Early in 2004, Khyam planned to go back to Pakistan in two groups with five other men, including Ibrahim.
"He was going to travel with me and two of his friends," said Khyam.
He said Khan and his associates had also been raising funds by loan and credit card fraud. They all planned to bring money and equipment to Afghanistan.
The prosecution had wanted Khan and Tanweer's identities revealed, but were over-ruled by the judge who said it would not help prove the charges.
The judge was told that: Khyam was caught on secret video and audio recordings meeting Khan and Tanweer on February 2 2004; On February 21 2004, Khan was recorded talking in a car driven by Khyam; A week later on February 28 2004, Khyam was in a car with Khan and Tanweer.
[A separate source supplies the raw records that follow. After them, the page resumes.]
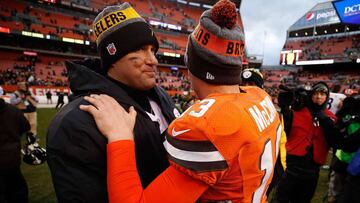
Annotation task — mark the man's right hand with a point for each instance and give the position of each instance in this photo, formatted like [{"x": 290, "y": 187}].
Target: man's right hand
[{"x": 113, "y": 121}]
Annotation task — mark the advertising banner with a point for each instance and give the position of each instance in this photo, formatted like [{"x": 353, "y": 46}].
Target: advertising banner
[{"x": 348, "y": 11}]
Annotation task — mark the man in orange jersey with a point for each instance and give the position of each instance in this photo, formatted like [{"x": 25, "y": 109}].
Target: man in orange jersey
[{"x": 222, "y": 149}]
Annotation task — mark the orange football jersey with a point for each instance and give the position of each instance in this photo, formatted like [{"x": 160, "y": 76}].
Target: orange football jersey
[{"x": 230, "y": 142}]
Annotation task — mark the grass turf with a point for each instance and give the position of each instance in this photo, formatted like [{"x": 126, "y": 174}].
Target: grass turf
[{"x": 39, "y": 181}]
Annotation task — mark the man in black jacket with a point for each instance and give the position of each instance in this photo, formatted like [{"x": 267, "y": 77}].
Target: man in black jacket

The car was normally driven by Khan; On March 23 2004, they were seen getting out of Khyam's car; Photographs were taken of them on some of these occasions; Police officers who listened to the taped conversations concluded that they were "concerned with the fraudulent raising of funds rather than acts of terrorism"; Khan attended other training camps and his movements between the meetings and July 7 were not fully known; Banning the use of the two bombers' real names from the trial, Sir Michael said it was not known what influences there had been on Khan in that time.